Aller Anfang ist schwer…

Aller Anfang ist schwer, doch keine Sorge, bis erste Freundschaften am Campus geschlossen werden, man routiniert Montag morgens die Vorlesung schwänzt und sich über die langen Schlangen in der Mensa aufregt, vergeht meist gar nicht viel Zeit.

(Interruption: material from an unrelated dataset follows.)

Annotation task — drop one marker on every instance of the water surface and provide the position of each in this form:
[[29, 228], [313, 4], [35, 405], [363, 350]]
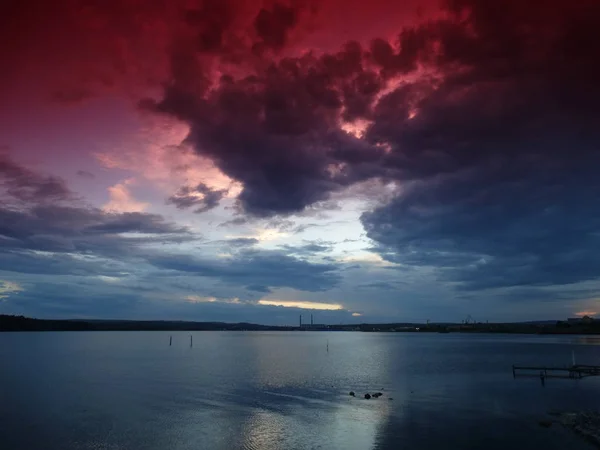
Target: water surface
[[278, 390]]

Dieser Artikel soll eine kleine Starthilfe sein, um den neuen Studierenden unserer Universität auf den richtigen Weg zu verhelfen und den Start ins Herbstsemester an der HSG erfolgreich zu meistern. Was gibt es nun also als erstes zu beachten?

Ein Mentor muss her…

Möglichst gleich zu Beginn des Studienjahres würde ich zu einer Art Mentor raten. Sei diese Person ein Dozent, der dringende Fragen beantwortet oder ein Kommilitone aus einem höheren Semester, nichts vereinfacht den Studienstart mehr, als jemand der einem immer mit Rat und Tat zur Seite steht und durch das anstrengende erste Jahr an der HSG hilft. Und wer noch niemanden an der Uni kennt, wird ganz sicher mal Mittwochs im Trischli oder eines Abends im Adhoc jemanden kennenlernen.

500 Tacken…!?!

Weiter geht’s mit den Lernunterlagen. Erst einmal wird jeder große Augen machen. So ging es zumindest mir damals, als man mir sagte, dass ich Unterlagen für über CHF 500 kaufen müsse, um allein das erste Semester zu bestehen. Was ihr persönlich davon wirklich braucht, ist zu Anfang schwer zu sagen. Auf jeden Fall sparen kann man sich meiner Meinung nach die Skripte in ausgedruckter Form, da all diese Unterlagen online und kostenlos erhältlich sein werden. Auch die Bücher zu den einzelnen Kursen findet man in der Bibliothek und obwohl es sicher hilfreich ist, ein eigenes Exemplar zu besitzen, habe ich um ehrlich zu sein auch diese nie benutzt. Hilfreich und empfehlenswert sind sicherlich die Lernordner von Uniseminar, beziehungsweise Glemser und auch die dazugehörigen Karteikarten können in Fächern wie z.B. BWL lebensrettend sein.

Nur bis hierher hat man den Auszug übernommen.